# Love Potion no 9.



## Stroodlepuff (30/1/15)

*LOVE POTION NO. 9*

*ITS VALENTINES MONTH AND WE AT VAPE KING WANT TO SHOW OUR LOYAL FANS SOME LOVE!*

*ALL ORDERS OVER R500.00 FOR THE MONTH OF FEBRUARY WILL RECEIVE A FREE BOTTLE OF THIS SEDUCTIVE BLEND, IT WILL ALSO BE AVAILABLE FOR PURCHASE AT R65.00 FOR THE MONTH OF FEBRUARY!*

*WHAT IS LOVE POTION NO. 9?*

*A LOVESOME BLEND OF RED BERRIES, FIZZY SHERBET AND A SEDUCTIVE VANILLA WITH A TOUCH OF CHERRY DROPS! THIS IS JUST THE VAPE TO SET THE MOOD WITH THAT SOMEONE SPECIAL!*

*THIS WILL BE AVAILABLE FROM 01-02-2015 AND WILL ONLY BE SOLD UNTIL 28-02-2015 (UNLESS YOU WANT MORE OF COURSE!)*


*

*



​

Reactions: Like 8


----------



## Rob Fisher (30/1/15)

Nice one! Love this kind of marketing! It rocks!

Reactions: Thanks 1


----------



## Stroodlepuff (30/1/15)

Rob Fisher said:


> Nice one! Love this kind of marketing! It rocks!



Thanks Uncle Rob

Reactions: Like 1


----------



## Yiannaki (31/1/15)

Stroodlepuff said:


> View attachment 20463
> 
> 
> 
> ...



Sounds interesting  will definitely pick up a bottle! Although with all the yummy new liquids coming in, a R500 + bill is a definite!

Reactions: Thanks 1


----------



## gripen (5/2/15)

ok fantastic marketing and you will see me soon to get some of that love potion.watch out boys vapeking is on fire.you rock vapeking keep up the good work.

Reactions: Thanks 2


----------



## saiman (6/2/15)

I picked up one of these bottles the other day. if you love sherbet this one is for you.

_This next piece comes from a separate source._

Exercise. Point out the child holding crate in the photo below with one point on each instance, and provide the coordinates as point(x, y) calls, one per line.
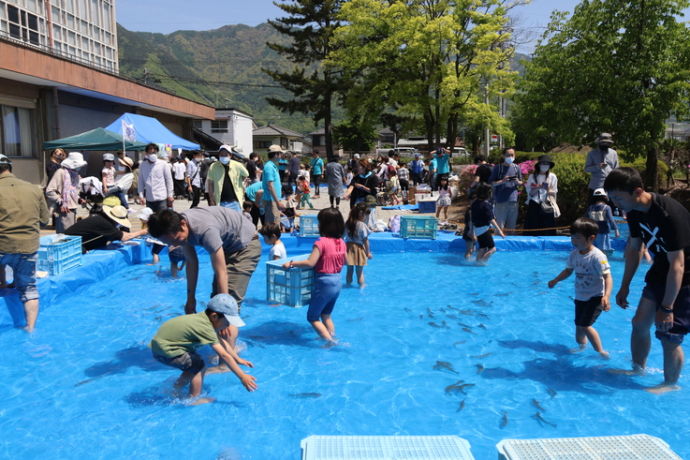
point(357, 240)
point(327, 258)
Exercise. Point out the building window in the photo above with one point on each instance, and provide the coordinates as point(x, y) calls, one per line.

Reactions: Like 2 | Informative 1


----------



## gripen (6/2/15)

cool thanks @saiman will surtanley give it a shot


----------



## saiman (6/2/15)

gripen said:


> cool thanks @saiman will surtanley give it a shot


I must warn you though. Its very sweet and very intense. I think if its more than one tank you inevitably end up dilluting it. I mixed it with some of my strong tobacco flavour leftovers to balance the sweetness


----------



## gripen (7/2/15)

thanks @saiman i will keep that in mind.test it and see,how long has youre mix been steeping for


----------



## saiman (7/2/15)

To be very honest I am a loyal Vapeking customer but this one was a lemon. The sherbet and cherry is so intense that I couldnt take more than half a tank. I.mixed it half half with tobacco flavour and it even killed the tobacco taste. Not sure if its me but if feel taste notes should be subtle not in your face​

Reactions: Thanks 1


----------



## Stroodlepuff (7/2/15)

saiman said:


> To be very honest I am a loyal Vapeking customer but this one was a lemon. The sherbet and cherry is so intense that I couldnt take more than half a tank. I.mixed it half half with tobacco flavour and it even killed the tobacco taste. Not sure if its me but if feel taste notes should be subtle not in your face​



Thanks for the feedback Saiman  We have altered it slightly since the original batch let me know if you would like me to send you a new one

Reactions: Like 1


----------



## gripen (7/2/15)

very good service @Stroodlepuff.keep up the good work.thats custemer service.

Reactions: Agree 1 | Thanks 1


----------



## saiman (7/2/15)

Stroodlepuff said:


> Thanks for the feedback Saiman  We have altered it slightly since the original batch let me know if you would like me to send you a new one


Wow thanks thats very kind and generous. I will give this one a miss because I think I had enough sherbet and cherry for a long time. Flavourwise you guys have done an excellent job on Caramel toffee, Belgium waffle and traditional tobacco (albeit its more a secret flavour to me than tobacco). The caramel toffee is superb. Irish cream also pretty allright. Berry blaze and love potion i found very overpowering and strawberry cream slightly offish. Well its a journey and I am glad I have access to.proudly ZA juice at a good price.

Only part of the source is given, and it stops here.